Simpson’s score starts with a (very loud) bang and ends 30 minutes later in a whisper. Mahlerian chords in harp and percussion punctuate the viola’s first solo and its reprise towards the end. Percussion is excitingly employed throughout, with some hyperactive bongos and a prolonged marimba tremolo that underscores the viola’s cadenza, its Romani band sounds perhaps suggested by the piece’s title.

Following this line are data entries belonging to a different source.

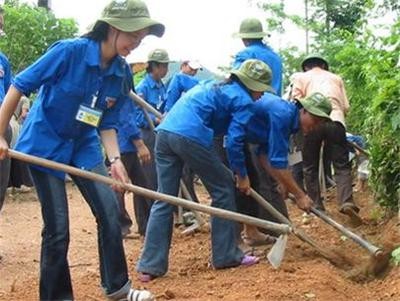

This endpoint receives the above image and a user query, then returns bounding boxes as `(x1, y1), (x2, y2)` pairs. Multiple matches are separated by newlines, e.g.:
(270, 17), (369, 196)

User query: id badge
(75, 105), (103, 128)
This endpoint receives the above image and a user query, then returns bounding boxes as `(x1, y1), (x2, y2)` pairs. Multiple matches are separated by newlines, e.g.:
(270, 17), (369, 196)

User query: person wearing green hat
(137, 60), (271, 282)
(0, 0), (164, 301)
(246, 93), (332, 217)
(292, 54), (362, 225)
(136, 48), (170, 190)
(232, 18), (282, 96)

Ridout sailed triumphantly through some unconventionally laid-out double stopping and arpeggio passages, drawing from his Peregrino di Zanetto viola beautiful sounds throughout the piece’s huge range. Simpson’s writing occasionally reminded me of the viola concertos by Walton (fast détaché passagework) and Bartók (whirling triplets against open-string pedals), while the part marked ‘Berio tremolo’ references that composer’s Sequenza VI. This most exciting addition to the viola’s ever-growing repertoire deserves to be widely taken up.
After the interval, Beethoven’s ‘Eroica’ was given a period-conscious, balletic reading, the whole concert forcefully realising the postulate that ‘old music should sound as if it were new, and new music should sound like a classic’.